Tenemos preocupaciones, problemas, dificultades, sueños, deseos…
Trabajos a los que nos entregamos con apremio, con apuro, con exceso.
Como si todo dependiera de nosotros. Y en esta lucha se nos olvida que podemos fluir suavemente en medio de nuestras actividades cotidianas haciendo equipo.

Aquí no se trata de no hacer, de abandonarse a la pasividad sino más bien, de hacer sin que el hacer se vuelva un afán, un trabajo excesivo, un anhelo vehemente. De no entregarse al trabajo con apremio, con preocupación, con desasosiego, sin paz.

Puedo luchar con todas mis fuerzas o puedo unir todo mi ser a Aquel que es la Fuerza y la Energía. Fluir es lo contrario a resistir. Solo puede fluir un líquido o un gas, nunca un sólido. Las moléculas de un fluido son relativamente libres, por eso no tiene forma propia, y es elástico; siempre toma la forma del recipiente donde está contenido. Bueno, pues ¡déjate contener por Dios! y tomarás su Forma, su Estilo.
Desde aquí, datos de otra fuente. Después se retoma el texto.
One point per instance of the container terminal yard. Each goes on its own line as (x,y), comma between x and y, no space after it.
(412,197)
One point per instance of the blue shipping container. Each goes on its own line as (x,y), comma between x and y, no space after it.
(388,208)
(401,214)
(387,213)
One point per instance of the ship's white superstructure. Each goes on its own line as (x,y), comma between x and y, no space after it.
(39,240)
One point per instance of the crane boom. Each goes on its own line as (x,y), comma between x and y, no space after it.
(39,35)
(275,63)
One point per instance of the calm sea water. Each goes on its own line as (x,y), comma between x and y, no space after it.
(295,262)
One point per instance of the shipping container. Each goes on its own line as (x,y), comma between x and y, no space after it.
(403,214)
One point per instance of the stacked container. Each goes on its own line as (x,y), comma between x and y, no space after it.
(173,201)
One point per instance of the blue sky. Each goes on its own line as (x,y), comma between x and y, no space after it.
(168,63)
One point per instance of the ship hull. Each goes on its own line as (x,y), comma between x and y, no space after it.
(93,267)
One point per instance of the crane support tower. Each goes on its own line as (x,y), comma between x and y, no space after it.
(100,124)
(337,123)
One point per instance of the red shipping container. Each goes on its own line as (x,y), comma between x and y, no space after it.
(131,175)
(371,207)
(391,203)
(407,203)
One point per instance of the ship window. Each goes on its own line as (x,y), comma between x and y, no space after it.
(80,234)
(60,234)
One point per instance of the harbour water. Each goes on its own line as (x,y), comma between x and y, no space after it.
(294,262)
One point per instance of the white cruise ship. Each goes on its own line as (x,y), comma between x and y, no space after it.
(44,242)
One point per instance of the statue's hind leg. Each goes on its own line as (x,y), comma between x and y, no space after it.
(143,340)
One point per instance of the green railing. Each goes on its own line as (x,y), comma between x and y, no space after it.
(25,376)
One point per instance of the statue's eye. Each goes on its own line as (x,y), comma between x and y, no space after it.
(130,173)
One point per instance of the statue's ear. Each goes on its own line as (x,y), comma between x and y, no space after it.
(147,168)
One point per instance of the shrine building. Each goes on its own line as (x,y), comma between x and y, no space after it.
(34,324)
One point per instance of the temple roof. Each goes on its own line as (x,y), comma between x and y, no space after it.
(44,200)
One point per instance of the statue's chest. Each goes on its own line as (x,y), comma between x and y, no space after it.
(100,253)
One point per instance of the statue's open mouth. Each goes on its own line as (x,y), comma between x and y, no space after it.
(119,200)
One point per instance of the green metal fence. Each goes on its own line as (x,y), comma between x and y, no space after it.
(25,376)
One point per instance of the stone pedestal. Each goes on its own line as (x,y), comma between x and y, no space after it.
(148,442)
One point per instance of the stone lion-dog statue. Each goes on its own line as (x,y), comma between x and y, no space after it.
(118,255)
Si las moléculas de nuestra personalidad están tan cohesionadas, tan estructuradas, ante cada situación pondremos resistencia para sentir cierta seguridad. Pero para fluir se necesita ser libres en nuestra esencia, flexibilidad, apertura, soltura, abandono.
Soltar la imagen (forma propia) para dejarse con-formar por Dios (tomar Su Forma).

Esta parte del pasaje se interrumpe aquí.